Hello I noticed that collect_metrics
function does not return the parameter of interest in this case Cost Complexity. I am not sure why this is the case. I created a small example with the iris dataset to show this.
library(tidymodels)
library(baguette)
set.seed(222)
# Put 3/4 of the data into the training set
data_split <- initial_split(iris, prop = 3/4)
# Create data frames for the two sets:
train_data <- training(data_split)
test_data <- testing(data_split)
# Create Recipes ----
Sepal_length_rec <- recipe(Sepal.Length ~ ., data = train_data)
Petal.Length_rec <- recipe(Petal.Length ~ ., data = train_data)
## Create Model -----
rpart_mod <- bag_tree() |>
set_engine("rpart") |>
set_mode("regression") |>
set_args(times = 10,
cost_complexity = tune("cost_complexity"))
grid = tibble(cost_complexity = as.numeric(seq(from = 0, to = .01, by = .01)))
## Create workflow ----
model_set <-
workflow_set(
preproc = list(Sepal = Sepal_length_rec,
Petal = Petal.Length_rec),
models = list(rpart_model = rpart_mod),
cross = TRUE)
# Tuning -----
train_resamples <- vfold_cv(train_data, v = 2)
model_set <- model_set |>
workflow_map("tune_grid", resamples = train_resamples, grid = grid, verbose = TRUE)
#> i 1 of 2 tuning: Sepal_rpart_model
#> ✔ 1 of 2 tuning: Sepal_rpart_model (1.4s)
#> i 2 of 2 tuning: Petal_rpart_model
#> ✔ 2 of 2 tuning: Petal_rpart_model (1.1s)
Here the cost complexity column is not included.

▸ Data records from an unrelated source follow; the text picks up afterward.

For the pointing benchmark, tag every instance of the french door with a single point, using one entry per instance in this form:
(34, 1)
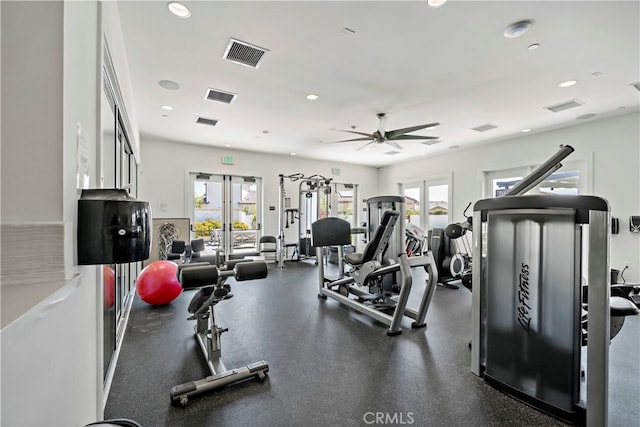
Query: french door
(226, 213)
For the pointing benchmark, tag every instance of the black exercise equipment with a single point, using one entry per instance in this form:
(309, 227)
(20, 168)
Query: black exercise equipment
(212, 289)
(532, 316)
(113, 227)
(366, 288)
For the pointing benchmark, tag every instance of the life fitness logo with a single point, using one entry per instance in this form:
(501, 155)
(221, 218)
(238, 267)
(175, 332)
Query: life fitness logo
(393, 418)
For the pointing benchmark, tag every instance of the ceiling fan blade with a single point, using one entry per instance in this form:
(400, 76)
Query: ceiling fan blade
(348, 140)
(392, 134)
(408, 137)
(356, 132)
(431, 142)
(394, 144)
(365, 145)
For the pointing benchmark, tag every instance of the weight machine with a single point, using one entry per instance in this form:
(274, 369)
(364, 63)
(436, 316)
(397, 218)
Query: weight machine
(314, 202)
(380, 280)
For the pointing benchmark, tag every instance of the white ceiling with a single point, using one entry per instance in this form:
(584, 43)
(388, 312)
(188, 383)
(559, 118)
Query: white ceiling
(418, 65)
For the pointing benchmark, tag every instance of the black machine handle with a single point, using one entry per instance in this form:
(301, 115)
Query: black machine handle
(541, 172)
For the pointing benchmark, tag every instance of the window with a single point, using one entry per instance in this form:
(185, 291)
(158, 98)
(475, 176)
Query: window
(427, 202)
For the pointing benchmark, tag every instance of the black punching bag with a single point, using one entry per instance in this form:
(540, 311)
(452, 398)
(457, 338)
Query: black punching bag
(113, 227)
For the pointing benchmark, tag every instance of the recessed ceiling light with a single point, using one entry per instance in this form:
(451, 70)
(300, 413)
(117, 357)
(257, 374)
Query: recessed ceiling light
(585, 116)
(567, 83)
(517, 29)
(179, 9)
(169, 84)
(435, 3)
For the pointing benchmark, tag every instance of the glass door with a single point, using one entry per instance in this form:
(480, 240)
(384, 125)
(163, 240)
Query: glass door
(244, 203)
(427, 202)
(227, 213)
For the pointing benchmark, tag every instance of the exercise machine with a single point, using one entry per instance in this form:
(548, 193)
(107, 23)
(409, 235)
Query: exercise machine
(314, 198)
(377, 285)
(529, 337)
(210, 282)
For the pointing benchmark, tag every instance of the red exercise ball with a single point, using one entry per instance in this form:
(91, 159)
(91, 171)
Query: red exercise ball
(158, 283)
(108, 286)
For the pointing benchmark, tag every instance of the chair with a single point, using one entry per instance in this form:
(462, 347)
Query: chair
(197, 246)
(268, 247)
(177, 249)
(116, 422)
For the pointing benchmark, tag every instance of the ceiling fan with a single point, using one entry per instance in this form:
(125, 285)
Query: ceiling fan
(382, 136)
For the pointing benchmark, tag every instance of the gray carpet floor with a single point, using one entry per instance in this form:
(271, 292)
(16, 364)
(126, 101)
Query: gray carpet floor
(329, 365)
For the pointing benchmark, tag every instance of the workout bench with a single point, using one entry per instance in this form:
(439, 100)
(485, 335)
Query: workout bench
(212, 289)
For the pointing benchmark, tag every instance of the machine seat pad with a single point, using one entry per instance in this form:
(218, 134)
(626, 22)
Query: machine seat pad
(232, 263)
(199, 298)
(198, 276)
(620, 306)
(250, 270)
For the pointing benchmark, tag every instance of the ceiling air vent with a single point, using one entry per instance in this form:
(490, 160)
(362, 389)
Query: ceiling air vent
(484, 128)
(220, 96)
(205, 121)
(244, 53)
(565, 105)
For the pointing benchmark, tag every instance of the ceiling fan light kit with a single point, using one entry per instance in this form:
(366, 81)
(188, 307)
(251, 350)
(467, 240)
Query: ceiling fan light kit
(382, 136)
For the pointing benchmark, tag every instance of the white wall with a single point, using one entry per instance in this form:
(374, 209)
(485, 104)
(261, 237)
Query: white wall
(50, 372)
(611, 145)
(166, 165)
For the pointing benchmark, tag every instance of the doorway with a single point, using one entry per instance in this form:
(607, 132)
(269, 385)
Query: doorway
(226, 213)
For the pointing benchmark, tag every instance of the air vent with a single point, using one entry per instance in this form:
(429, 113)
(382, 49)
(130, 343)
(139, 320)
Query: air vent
(431, 142)
(484, 128)
(244, 53)
(205, 121)
(220, 96)
(565, 105)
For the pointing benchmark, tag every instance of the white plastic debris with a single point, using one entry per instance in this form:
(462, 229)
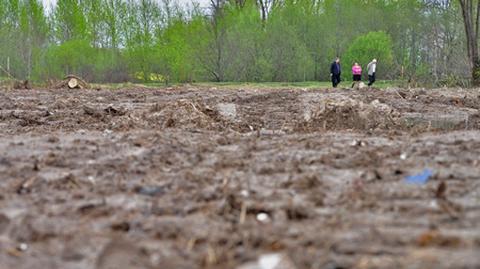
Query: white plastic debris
(91, 179)
(263, 217)
(270, 261)
(244, 193)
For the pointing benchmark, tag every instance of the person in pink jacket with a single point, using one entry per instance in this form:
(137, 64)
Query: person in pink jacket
(357, 73)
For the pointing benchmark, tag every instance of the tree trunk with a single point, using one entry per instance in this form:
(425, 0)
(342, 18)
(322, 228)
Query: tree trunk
(476, 72)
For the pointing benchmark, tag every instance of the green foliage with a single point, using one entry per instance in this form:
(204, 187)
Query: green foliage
(374, 45)
(290, 40)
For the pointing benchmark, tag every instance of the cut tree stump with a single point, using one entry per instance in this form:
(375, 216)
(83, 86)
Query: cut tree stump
(72, 82)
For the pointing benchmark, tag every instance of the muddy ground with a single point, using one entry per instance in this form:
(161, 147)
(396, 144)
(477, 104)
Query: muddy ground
(215, 178)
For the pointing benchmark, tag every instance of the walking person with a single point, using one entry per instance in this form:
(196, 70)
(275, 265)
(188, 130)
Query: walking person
(372, 68)
(336, 72)
(357, 73)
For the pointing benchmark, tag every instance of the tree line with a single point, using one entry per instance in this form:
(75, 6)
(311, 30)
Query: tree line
(232, 40)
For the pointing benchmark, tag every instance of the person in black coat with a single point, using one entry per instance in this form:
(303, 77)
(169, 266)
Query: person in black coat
(336, 72)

collect_metrics(model_set) #Cost complexity not included
#> # A tibble: 8 × 9
#> wflow_id .config preproc model .metric .estimator mean n std_err
#> <chr> <chr> <chr> <chr> <chr> <chr> <dbl> <int> <dbl>
#> 1 Sepal_rpart_model Prepro… recipe bag_… rmse standard 0.358 2 4.23e-2
#> 2 Sepal_rpart_model Prepro… recipe bag_… rsq standard 0.798 2 1.91e-2
#> 3 Sepal_rpart_model Prepro… recipe bag_… rmse standard 0.356 2 2.57e-2
#> 4 Sepal_rpart_model Prepro… recipe bag_… rsq standard 0.803 2 5.35e-4
#> 5 Petal_rpart_model Prepro… recipe bag_… rmse standard 0.301 2 6.40e-2
#> 6 Petal_rpart_model Prepro… recipe bag_… rsq standard 0.968 2 1.42e-2
#> 7 Petal_rpart_model Prepro… recipe bag_… rmse standard 0.340 2 6.45e-2
#> 8 Petal_rpart_model Prepro… recipe bag_… rsq standard 0.961 2 1.84e-2
Though you can see inside the results that the cost complexity data is present
model_set$result[[1]]$.metrics
#> [[1]]
#> # A tibble: 4 × 5
#> cost_complexity .metric .estimator .estimate .config
#> <dbl> <chr> <chr> <dbl> <chr>
#> 1 0 rmse standard 0.315 Preprocessor1_Model1
#> 2 0 rsq standard 0.817 Preprocessor1_Model1
#> 3 0.01 rmse standard 0.330 Preprocessor1_Model2
#> 4 0.01 rsq standard 0.803 Preprocessor1_Model2
#>
#> [[2]]
#> # A tibble: 4 × 5
#> cost_complexity .metric .estimator .estimate .config
#> <dbl> <chr> <chr> <dbl> <chr>
#> 1 0 rmse standard 0.400 Preprocessor1_Model1
#> 2 0 rsq standard 0.779 Preprocessor1_Model1
#> 3 0.01 rmse standard 0.382 Preprocessor1_Model2
#> 4 0.01 rsq standard 0.804 Preprocessor1_Model2
Does anyone know a way for me to extract out the tuned parameter?
We don't return the parameter values because we can't guarantee that the parameter set will be the same across workflows.
You can use extract_workflow_set_result()
to get the ones that you want and manipulate them:
> model_set %>%
+ # The next line gets you the tune_results object
+ extract_workflow_set_result("Sepal_rpart_model") %>%
+ # do whatever you would normally do.
+ select_best(metric = "rmse")
# A tibble: 1 × 2
cost_complexity .config
<dbl> <chr>
1 0.01 Preprocessor1_Model2